Der Erstattungsanspruch entfällt auch nicht unter dem Gesichtspunkt der gegebenenfalls im ausschließlichen Interesse der Klägervertreter erfolgten Gebührenmaximierung (§ 254 BGB bzw. fehlender Zurechnungszusammenhang). Zwar ist anerkannt, dass der Gebührenerstattungsanspruch bei erkennbarer Zahlungsunwilligkeit des Schuldners im Einzelfall entfallen kann (vgl. BGH, ZfSch 2013, 406 m.w.N.; OLG Hamm, NJW-RR 2006, 242; Palandt, 73. A., § 286, Rn. 45 a.E., 46 m.w.N.). Ein solcher Ausnahmefall ist vorliegend jedoch nicht gegeben. Der Umstand, dass die Beklagte vor Beauftragung des Rechtsanwalts bereits vergeblich durch das Inkassobüro f… angemahnt wurde, ist unter Berücksichtigung der Gesamtumstände des vorliegenden Sachverhalts unbeachtlich; der Kläger war aufgrund der Schadensminderungspflicht nicht gehalten, seinem Prozessbevollmächtigten sogleich einen unbedingten Klageauftrag zu erteilen (a.A. für vergleichbaren Sachverhalt: AG Simmern/Hunsrück, Urteil vom 24.02.2014, 32 C 935/13 n.v.; AG Eilenburg, Urteil vom 08.05.2014, 2 C 315/14, n.v.; AG Lübeck, Urteil vom 05.06.2014, 31 C 929/14, n.v.; AG Geldern, Urteil vom 07.06.2014, 17 C 229/14, n.v.; AG Memmingen, Urteil vom 16.06.2014, 11 C 445/14, n.v.): Zunächst ist festzuhalten, dass allenfalls den Klägervertretern die vorgerichtliche Zahlungsunwilligkeit der Beklagten bekannt gewesen sein könnte.

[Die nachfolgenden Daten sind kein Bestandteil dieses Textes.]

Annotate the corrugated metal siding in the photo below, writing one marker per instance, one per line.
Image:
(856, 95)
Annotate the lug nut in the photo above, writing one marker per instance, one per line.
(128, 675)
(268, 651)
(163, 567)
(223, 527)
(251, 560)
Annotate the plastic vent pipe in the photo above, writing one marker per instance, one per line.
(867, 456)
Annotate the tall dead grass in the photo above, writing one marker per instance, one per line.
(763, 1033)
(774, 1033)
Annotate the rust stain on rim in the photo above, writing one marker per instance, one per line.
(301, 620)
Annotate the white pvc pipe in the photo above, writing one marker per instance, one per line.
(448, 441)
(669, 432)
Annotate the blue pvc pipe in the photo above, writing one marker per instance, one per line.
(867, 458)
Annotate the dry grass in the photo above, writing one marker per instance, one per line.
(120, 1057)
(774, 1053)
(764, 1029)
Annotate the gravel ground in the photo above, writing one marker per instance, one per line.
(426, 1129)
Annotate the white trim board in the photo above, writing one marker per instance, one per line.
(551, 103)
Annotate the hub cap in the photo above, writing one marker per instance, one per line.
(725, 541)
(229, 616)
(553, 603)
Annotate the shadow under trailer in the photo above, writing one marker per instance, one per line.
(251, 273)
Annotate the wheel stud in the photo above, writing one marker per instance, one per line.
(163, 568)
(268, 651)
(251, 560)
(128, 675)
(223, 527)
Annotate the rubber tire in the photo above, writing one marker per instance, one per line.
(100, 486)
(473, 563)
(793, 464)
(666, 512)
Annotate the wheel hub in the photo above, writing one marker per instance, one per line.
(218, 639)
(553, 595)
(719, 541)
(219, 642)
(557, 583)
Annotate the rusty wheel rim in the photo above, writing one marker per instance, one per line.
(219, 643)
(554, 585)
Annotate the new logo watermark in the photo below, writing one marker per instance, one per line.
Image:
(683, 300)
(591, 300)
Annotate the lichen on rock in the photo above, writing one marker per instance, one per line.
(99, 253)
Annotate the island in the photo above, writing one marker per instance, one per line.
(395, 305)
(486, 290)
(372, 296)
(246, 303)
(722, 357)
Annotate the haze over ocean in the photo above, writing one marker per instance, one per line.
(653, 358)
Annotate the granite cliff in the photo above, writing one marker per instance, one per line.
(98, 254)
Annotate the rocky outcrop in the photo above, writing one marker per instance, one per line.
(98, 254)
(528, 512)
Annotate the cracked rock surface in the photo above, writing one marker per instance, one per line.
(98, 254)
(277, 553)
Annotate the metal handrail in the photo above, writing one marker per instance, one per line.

Denn nur die Klägervertreter, nicht aber die Kläger, führen regelmäßig Prozesse gegen die Beklagte und wissen deren Prozessverhalten also einzuschätzen. Ob ein diesbezügliches Sonderwissen den Klägern zuzurechnen wäre (§ 166 BGB), weil die Klägervertreter ihren Mandanten bei ordnungsgemäßer Beratung die sofortige Klageerhebung hätten anraten müssen, kann dahingestellt bleiben. Nach den maßgeblichen „(Gesamt)Umständen des Einzelfalls“ (explizit: BGH a.a.O.) war die (vorgerichtliche) Zahlungsunwilligkeit der Beklagten dem als Verbraucher agierenden Kläger nicht erkennbar:
Die Beklagte trug auch nach richterlichem Hinweis nicht vor, dass sie nach Erhalt des Schreibens der f… GmbH die geltend gemachten Ansprüche kategorisch zurück gewiesen und auf den Klageweg verwiesen hätte. Der Kläger durfte trotz des vergeblichen Anschreibens – auf das von Seiten der Beklagten offenbar überhaupt nicht reagiert wurde – davon ausgehen, dass die vorgerichtliche Beauftragung eines Rechtsanwalts erfolgversprechend sein werde. Denn der Anspruch des Klägers war erkennbar begründet (s.o.). Alle Anspruchsvoraussetzungen lagen in der Sphäre der Beklagten und waren dieser im Zeitpunkt der Anspruchsstellung also bekannt. Insofern irritiert die vorgerichtliche Zahlungsverweigerung, da dieses Verhalten im Widerspruch zum unverzüglichen Anerkenntnis nach Klageerhebung steht. Es soll nicht unterstellt werden, dass die Beklagte begründete Ansprüche in der Erwartung, dass nicht jeder Geschädigte diese tatsächlich auch einklagen wird, stets zurückweist. Der Kläger durfte daher erwarten, dass die erfolgreich auf dem europäischen Markt agierende Beklagte seinen evident berechtigten Anspruch zumindest nach Anwaltsschreiben prüfen und sodann Ausgleichszahlung leisten werde. Die Erstattung der vorgerichtlichen Anwaltskosten schiede nur aus, wenn die Beklagte – zulasten ihrer Außendarstellung – vor Beauftragung des Rechtsanwalts unmissverständlich zum Ausdruck gebracht hätte, dass sie auch auf anwaltliche Mahnschreiben vorgerichtlich keine Zahlungen leisten werde. Eine ernsthafte und endgültige Erfüllungsverweigerung lag zum Zeitpunkt der Mandatierung also nicht vor.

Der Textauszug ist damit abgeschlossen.